Limitations in this study are first, unable to analyze the collected data in the KFDA according to the medical institutes, second, the Korean CDC reports could not be compared with the data from the National Emergency Department Information System (NEDIS) of the National Emergency Medical Center and third, unable to analyze the accuracy of reporters' performances in each emergency departments. The reason for these limitations is that the law of personal information protection in public institution restricts external institution's survey of data collected by a government agency. If it is possible to analyze overall data from the KFDA and NEDIS of the National Emergency Medical Center, the accuracy of the EDSS will be improved. As NEDIS also gathers information from designated emergency departments nationwide, by comparing the number of input cases between NEDIS and the EDSS, credibility of the reports in each institution could also be analyzed.

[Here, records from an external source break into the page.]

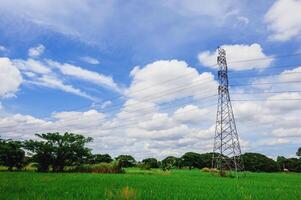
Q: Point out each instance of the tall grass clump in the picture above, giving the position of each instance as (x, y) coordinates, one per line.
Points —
(103, 168)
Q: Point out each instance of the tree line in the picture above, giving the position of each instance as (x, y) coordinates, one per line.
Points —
(55, 152)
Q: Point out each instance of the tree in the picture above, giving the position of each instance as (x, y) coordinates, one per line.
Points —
(59, 150)
(152, 162)
(100, 158)
(192, 159)
(126, 160)
(11, 154)
(291, 164)
(298, 153)
(42, 153)
(256, 162)
(171, 162)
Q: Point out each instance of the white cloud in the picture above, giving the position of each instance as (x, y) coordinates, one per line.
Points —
(239, 57)
(243, 19)
(213, 8)
(142, 129)
(284, 19)
(168, 80)
(2, 48)
(83, 74)
(90, 60)
(288, 132)
(31, 65)
(55, 83)
(36, 51)
(10, 78)
(192, 114)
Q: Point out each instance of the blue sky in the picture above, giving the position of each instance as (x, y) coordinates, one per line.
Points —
(90, 66)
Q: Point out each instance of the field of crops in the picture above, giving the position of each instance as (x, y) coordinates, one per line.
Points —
(155, 184)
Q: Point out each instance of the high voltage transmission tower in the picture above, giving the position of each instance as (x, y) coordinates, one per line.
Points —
(226, 150)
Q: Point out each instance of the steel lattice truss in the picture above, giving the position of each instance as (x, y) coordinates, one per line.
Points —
(226, 150)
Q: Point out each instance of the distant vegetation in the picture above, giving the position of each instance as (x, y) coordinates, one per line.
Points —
(68, 152)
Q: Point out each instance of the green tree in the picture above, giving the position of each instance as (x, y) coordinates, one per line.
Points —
(256, 162)
(298, 153)
(152, 162)
(11, 154)
(59, 150)
(192, 159)
(171, 162)
(100, 158)
(126, 160)
(291, 164)
(42, 152)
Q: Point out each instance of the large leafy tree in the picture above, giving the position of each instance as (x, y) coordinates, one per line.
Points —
(59, 150)
(11, 154)
(192, 159)
(298, 153)
(100, 158)
(126, 160)
(152, 162)
(42, 153)
(171, 162)
(256, 162)
(291, 164)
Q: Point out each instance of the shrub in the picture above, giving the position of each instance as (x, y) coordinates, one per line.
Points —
(205, 169)
(211, 170)
(144, 166)
(104, 168)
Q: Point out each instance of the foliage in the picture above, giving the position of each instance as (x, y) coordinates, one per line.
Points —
(104, 168)
(11, 154)
(256, 162)
(177, 184)
(171, 162)
(192, 159)
(290, 164)
(100, 158)
(152, 162)
(59, 150)
(126, 160)
(298, 153)
(144, 166)
(42, 153)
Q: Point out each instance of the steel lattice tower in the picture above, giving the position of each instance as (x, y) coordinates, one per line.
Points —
(226, 150)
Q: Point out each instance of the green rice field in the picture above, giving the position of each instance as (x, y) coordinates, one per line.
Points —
(154, 184)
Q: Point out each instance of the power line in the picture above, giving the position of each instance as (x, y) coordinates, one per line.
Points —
(183, 88)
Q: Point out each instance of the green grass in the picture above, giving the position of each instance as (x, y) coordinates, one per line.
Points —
(154, 184)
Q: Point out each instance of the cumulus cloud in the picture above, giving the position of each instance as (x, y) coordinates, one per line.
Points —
(284, 20)
(36, 51)
(192, 114)
(87, 75)
(2, 48)
(141, 127)
(167, 80)
(55, 83)
(239, 57)
(90, 60)
(33, 66)
(10, 78)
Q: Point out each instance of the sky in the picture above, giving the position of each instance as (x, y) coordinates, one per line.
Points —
(140, 76)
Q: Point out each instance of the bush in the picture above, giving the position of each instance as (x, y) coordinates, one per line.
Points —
(205, 169)
(211, 170)
(144, 166)
(104, 168)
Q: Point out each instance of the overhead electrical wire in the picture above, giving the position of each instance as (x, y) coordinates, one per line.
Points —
(250, 60)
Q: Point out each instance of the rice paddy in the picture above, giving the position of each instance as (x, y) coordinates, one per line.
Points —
(153, 184)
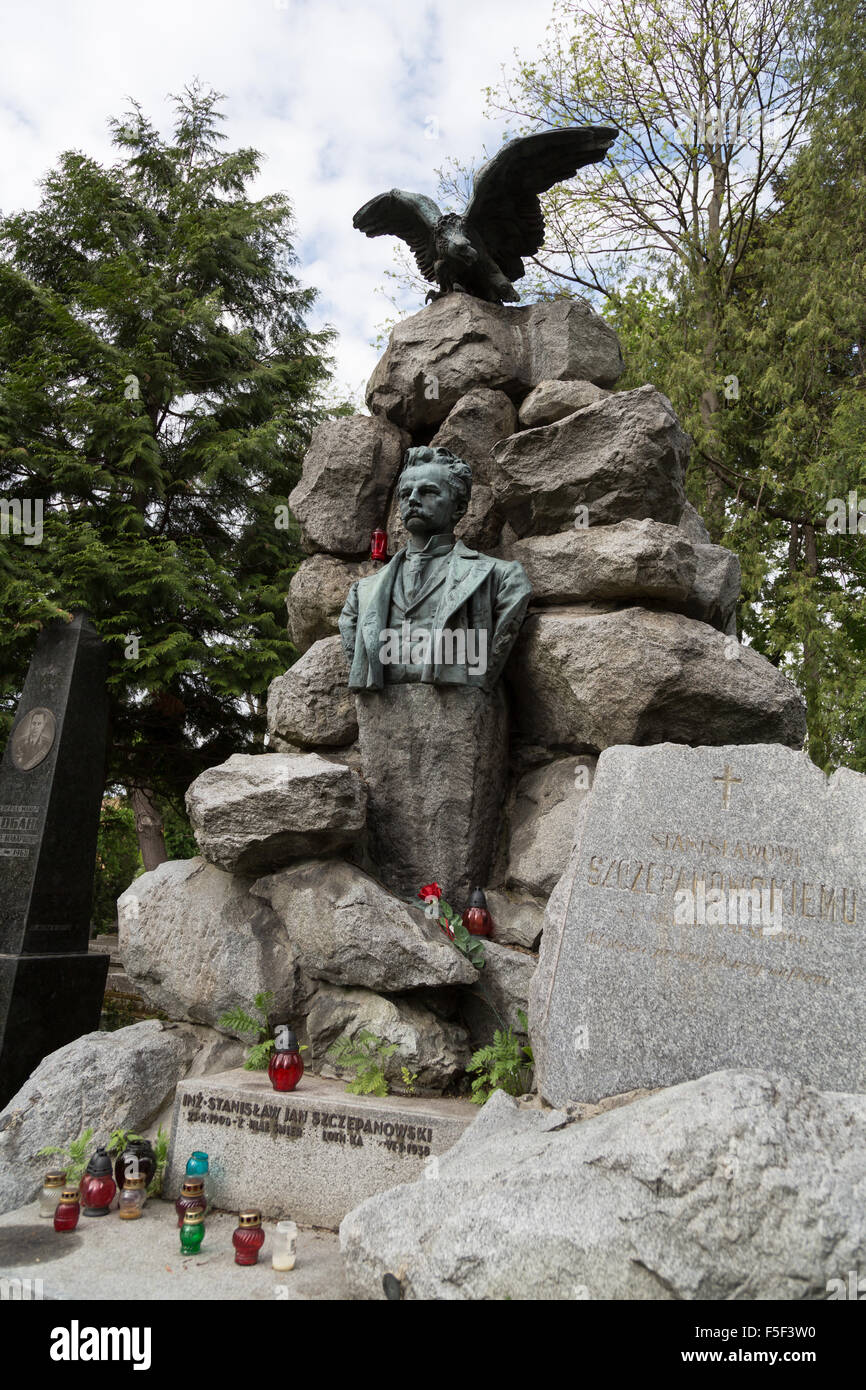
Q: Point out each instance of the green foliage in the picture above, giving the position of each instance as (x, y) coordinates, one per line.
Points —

During the study period, the cases reported as mass food poisoning from the KFDA was much larger than the data reported as acute diarrheal syndrome (mass type) from the Anti-Bioterrorism Information Network of the Korean CDC, and their trends were opposite. After all, due to the data input and reporting manners, which are the major limitations of current Korean EDSS, our surveillance system could not attain its original purpose, early and accurate detection of disease outbreaks.
EDSS is designed to play a key role as frontline supervision in real time monitoring the disease outbreak. Apt role could provide timely actions to cope with the disease, which is essential in dealing with bioterrorism. Buehler et al. [13]. pointed out that the following factors must be fulfilled in achieving effectiveness of the EDSS. First, surveillance system must be highly sensitive, second, the system should have high positive predictive value and third, system needs to be capable of early detection. Current EDSS in Korea has major defect in accuracy of data collecting system, which hampers early detection and preparedness of disease outbreak. Henceforth, to improve reliability, data collection must be automated by linking electronic medical record rather than daily inputting system by the reporters, and further improvements and studies are required.